By agata - Posted on 14 July 2011

“La música ha tenido a lo largo de la historia puntos en común con la matemática; en las grandes obras, en una observación más profunda, se descubren relaciones de proporcionalidad y lógica que, de manera consciente o intuitiva, guiaron a los compositores en su labor creativa. Muchas veces la intuición va por delante pero luego es la razón la que actúa y trabaja para dar cuerpo a la idea. Y a veces funciona alrevés“ afirma Carlos Satué, compositor y responsable, junto a su colega Carlos Frías, de la charla ‘Música y Matemática. Modelos compositivos a partir de geometrías fractales’.

Cualquier forma de cultura –es  más, cualquier realidad-, puede ser observada desde la óptica de la matemática. Esta particular visión del arte es la que han pretendido mostrar en el curso de verano de la Universidad del País Vasco (UPV-EHU): ‘Cultura con M de Matemáticas’, en la que se incluyó la sesión impartida por los dos compositores. Durante los días 12 y 13 de julio se han sucedido en Bilbao conferencias y mesas redondas donde se ha expuesto la estrecha relación entre las matemáticas y el mundo del arte y la cultura. “La arquitectura, la creación artística, la pintura, la escultura, el teatro, el cine o la literatura nos servirán de pretexto para cuestionarnos: ¿Dónde termina la matemática y empieza el arte?”, cuentan en el blog ztfnews los organizadores de las jornadas.

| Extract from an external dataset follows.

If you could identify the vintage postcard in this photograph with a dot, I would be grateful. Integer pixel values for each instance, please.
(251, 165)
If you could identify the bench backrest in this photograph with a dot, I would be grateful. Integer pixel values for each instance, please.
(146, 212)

Además de aportar una mirada propia, en algunas ocasiones, la matemática se convierte en manos de los artistas en herramienta para generar nuevas vías de creación. En su viaje más allá de los límites de la ‘belleza’ o la ‘armonía’, propios de cada cultura concreta, abre nuevas puertas a la experimentación de formas inexploradas. En música, por ejemplo, el oyente está acostumbrado a pensar en la tonalidad clásica, “pero es un sólo subconjunto de todo lo que se puede crear”, describe Satué, “cuando intentas hacer algo de ese tipo resulta que se acaba pareciendo a algo anterior. No hay más; así que necesitas cambiar el concepto y empezar a buscar en otros campos. El sistema tradicional está agotado porque no es más que un hecho local, un caso particular de algo más grande. Y nosotros queremos saber qué es eso más grande”. Satué y Frías encontraron, hace ya años, en la matemática, un vehículo para adentrarse en territorios desconocidos.

 

Carlos Sarué y Carlos Frías. Foto de Raúl Ibañez

Claro que, al salirse de ese recinto familiar, el resultado puede ser  un poco más complicado de apreciar. “Que algo sea o no ‘bueno’ depende mucho de la cultura que tú tengas, del tiempo que hayas estado moviéndote en ese campo, y puedas apreciar qué cosas sí tienen o no tienen interés, y en base a qué”, explica Satué. Para él, “lo que hace que una obra sea buena es la cohesión que hay en ella, entre los elementos que la componen. Y ahí está la matemática. La coherencia nos las da la matemática, el axioma inicial que imponemos, pero luego la intuición y el ‘espíritu’ ha de ir ‘corrigiendo’ dicho axioma devenido de la ‘razón pura’; el pensamiento musical así como los propios límites de la praxis interpretativa, han de estar presentes en el  desarrollo de la obra”.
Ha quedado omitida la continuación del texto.